The saliva buffering processes of 10 subjects after acid stimulation were then used to quantify the caries risk (Figure 6(i)). The system shows highly consistent results with clinical assessment, with a recovery time of nearly 4 min for high risk, 2 to 3 min for moderate risk, and less than 2 min for low risk, indicating an integral role of the salivary buffering capacity in the pathogenesis and progression of caries. However, the Ca2+ concentration of several caries subjects did not return to its resting value, which refers to the salivary value in the absence of exogenous or pharmacological stimuli (Figure S22), while the pH of some healthy subjects after acid stimulation was slightly higher than the resting value (Figure S23), suggesting that the diverse components and complex physiological processes in saliva may lead to unpredictable individual differences that require more experimental and quantitative studies. Moreover, the relationship between resting oral parameters and caries risk has also been investigated. Resting Ca2+ concentrations were lower in high-risk subjects than in moderate- and low-risk subjects, consistent with several previous studies [57–59]. Calcium-rich saliva allows remineralization in the early stage of caries, while calcium-deficient saliva leads to a decrease in enamel crystallinity and, thus, an increase in the risk of dental caries, suggesting the important role of salivary Ca2+ in the dental pathogenesis  (Figure 6(j)). For subjects with high to low caries risk, a gradual increase from 6.42 to 6.94 has been observed in the mean resting pH, which may serve as an indicator for clinically diagnosing caries risk (Figure 6(k)). In addition, no significant differences were observed in the resting temperature of the subjects (Figure 6(l)). The capability of the flexible system for real-time, in vivo monitoring provides a novel approach for exploring the dynamic intraoral biological processes, suggesting potential applications in healthcare guidance, clinical diagnosis, and rehabilitation therapy. In addition, the portability and personalization of the miniaturized system allow for point-of-care testing at home, thereby saving medical resources and reducing economic costs.

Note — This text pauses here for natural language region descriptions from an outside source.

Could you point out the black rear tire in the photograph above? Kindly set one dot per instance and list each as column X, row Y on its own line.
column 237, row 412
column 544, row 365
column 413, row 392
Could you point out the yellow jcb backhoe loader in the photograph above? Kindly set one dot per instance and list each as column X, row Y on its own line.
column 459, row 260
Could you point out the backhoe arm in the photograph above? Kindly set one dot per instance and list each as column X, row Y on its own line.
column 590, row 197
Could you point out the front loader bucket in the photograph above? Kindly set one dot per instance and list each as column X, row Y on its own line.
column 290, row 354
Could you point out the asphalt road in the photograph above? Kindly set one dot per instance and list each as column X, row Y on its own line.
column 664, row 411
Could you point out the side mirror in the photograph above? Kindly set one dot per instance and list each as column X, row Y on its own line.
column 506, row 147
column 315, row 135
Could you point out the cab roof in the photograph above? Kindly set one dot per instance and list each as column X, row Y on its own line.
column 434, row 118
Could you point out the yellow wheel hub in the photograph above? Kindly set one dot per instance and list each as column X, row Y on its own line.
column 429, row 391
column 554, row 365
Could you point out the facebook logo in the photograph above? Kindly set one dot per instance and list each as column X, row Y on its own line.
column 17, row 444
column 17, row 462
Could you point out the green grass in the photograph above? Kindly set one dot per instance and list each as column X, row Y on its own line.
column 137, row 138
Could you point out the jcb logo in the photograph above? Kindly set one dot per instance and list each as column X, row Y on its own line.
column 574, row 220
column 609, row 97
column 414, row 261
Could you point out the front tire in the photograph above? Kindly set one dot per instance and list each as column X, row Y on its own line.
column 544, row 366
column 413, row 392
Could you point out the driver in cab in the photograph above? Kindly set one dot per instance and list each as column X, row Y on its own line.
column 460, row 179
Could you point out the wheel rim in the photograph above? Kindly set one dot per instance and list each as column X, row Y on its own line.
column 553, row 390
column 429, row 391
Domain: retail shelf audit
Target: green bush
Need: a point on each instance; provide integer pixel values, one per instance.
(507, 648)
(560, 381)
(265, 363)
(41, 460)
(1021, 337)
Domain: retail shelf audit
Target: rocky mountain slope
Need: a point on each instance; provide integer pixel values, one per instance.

This paper presents a modularized flexible hybrid electronic system that can simultaneously monitor salivary Ca2+ concentration, pH level, and temperature for wireless real-time oral health monitoring. The distributed configuration of the system, which is 0.4 g in weight and in dimension, has enabled conformal integration with curvilinear tooth surfaces. Characterization results indicate the excellent sensing properties of the system with high sensitivities of 30.3 and 60.6 mV/decade and slight potential drifts of 2.6 and 1.4 mV/h for Ca2+ and pH, respectively. Besides, the system exhibits superb mechanical and thermal stability against external stress and temperature fluctuations with a lifespan of over 20 days. Clinical applications of the flexible system have been demonstrated in Ca2+ and pH mappings on carious teeth, continuous physiological monitoring for more than 12 h, and assessing caries risk in 10 human subjects, suggesting its capability to offer quantitative data to assist clinic diagnosis and pathogenic mechanism study.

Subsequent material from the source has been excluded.